Subgroups of $S_4$ isomorphic to $S_3$ and $S_2$?

It's a home work problem I got: Find $4$ different subgroups of $S_4$ isomorphic to $S_3$ and $9$ isomorphic to $S_2$.

My approach is: since $S_3=\{1, (123),(132),(12),(23),(13)\}$, just take the groups of permutations on $\{1,2,3\},\{1,2,4\},\{1,3,4\},\{2,3,4\}$, obviously they are all subgroups of $S_4$.

To find the isomorphism, for each subgroup, just assign 1 to the first element, 2 to the second, 3 to the third. This is going to be an isomorphism.

For example, in the group of permutations on $\{1,2,4\}$, assign $(124)\rightarrow(123) (24)\rightarrow(23),(142)\rightarrow(132), (14)\rightarrow(13)$, etc.

I think this method is fine, but I have trouble with the second part of the problem. That is, to find the $9$ different subgroups of $S_4$ isomorphic to $S_2$. When I pick $2$ elements out of $\{1,2,3,4\}$, there can only be $\frac{4!}{2!2!}=6$ ways, which means this method only gives $6$ different subgroups isomorphic to $S_2$, but the problem says there are $9$.

Is my method wrong? Or are there some other subgroups that I've missed?

Thanks!!!


Here is a recipe for finding all subgroups of Sn that are isomorphic to a fixed and completely understood group G, like G = S3.

First, find all conjugacy classes of subgroups H of G, and label them by their index $[G:H] = |G| / |H|$. For example, for G = S3:

  • "1" is the subgroup { 1, (123), (132), (12), (13), (23) }
  • "2" is the subgroup { 1, (123), (132) }
  • "3" is the subgroup { 1, (12) }, or one of its conjugates: { 1, (13) } or { 1, (23) }
  • "6" is the subgroup { 1 }

Each of these defines a way for G to act (multiplication on the cosets of H in G). For instance, for G = S3:

  • "1" is the action on 1 point { A }, where every element of G leaves A alone
  • "2" is the action on 2 points { B, C }, where the 2-cycles { (12), (13), (23) } all switch B and C, but everyone else { 1, (123), (132) } leaves A and B alone
  • "3" is the action on 3 points { 1, 2, 3 }, where everybody does the natural thing
  • "6" is the action on 6 points { E = 1, F = (123), G = (132), H = (12), I = (13), J = (23) }, where everybody acts as multiplication

Now write n as an unordered sum of the indices.

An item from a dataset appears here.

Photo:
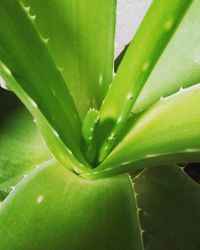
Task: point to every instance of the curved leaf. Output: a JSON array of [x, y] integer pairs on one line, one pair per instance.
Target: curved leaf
[[169, 131], [21, 145], [81, 41], [179, 65], [53, 140], [142, 54], [25, 57], [170, 208], [54, 209]]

For instance, if n = 4, then there is only one way:

  • "4 = 3 + 1" acts on 1,2,3, and A=4. The combined action is { 1, (123), (132), (12), (13), (23) }, where nobody moves 4.

A better example is n = 5, where there are two ways:

  • "5 = 3 + 1 + 1" acts on 1,2,3 and leaves 4 and 5 alone: { 1, (123), (132), (12), (13), (23) }
  • "5 = 3 + 2" acts on 1,2,3 and B=4, C=5: { 1, (123), (132), (12)(45), (13)(45), (23)(45) }

Maybe even better is n = 6, where there are four ways:

  • "6 = 3 + 1 + 1 +1" is { 1, (123), (132), (12), (13), (23) }
  • "6 = 3 + 2 + 1" is { 1, (123), (132), (12)(45), (13)(45), (23)(45) }
  • "6 = 3 + 3" needs {4,5,6} to be a second copy of {1,2,3}, and so it is: { 1, (123)(456), (132)(465), (12)(45), (13)(46), (23)(56) }
  • "6 = 6" is just { 1, (123)(456), (132)(465), (14)(26)(35), (15)(24)(36), (16)(25)(34) } = { 1, (EFG)(HIJ), (EGF)(HJI), (EH)(FI)(GJ), etc.}

In each case, we are writing a general action of G as a sum of simple "transitive" actions of G on the cosets of a subgroup H. This is called the orbit stabilizer theorem; your course should mention this at least superficially. The idea of literally adding them up is one way to view "permutation characters" in character theory; that will be in a later course, most likely.

This only works if (a) you understand G very well, and (b) the "big" group is Sn. A similar thing works if the "big" group is a general linear group, but then the H are replaced by modules and this is called representation theory of finite groups.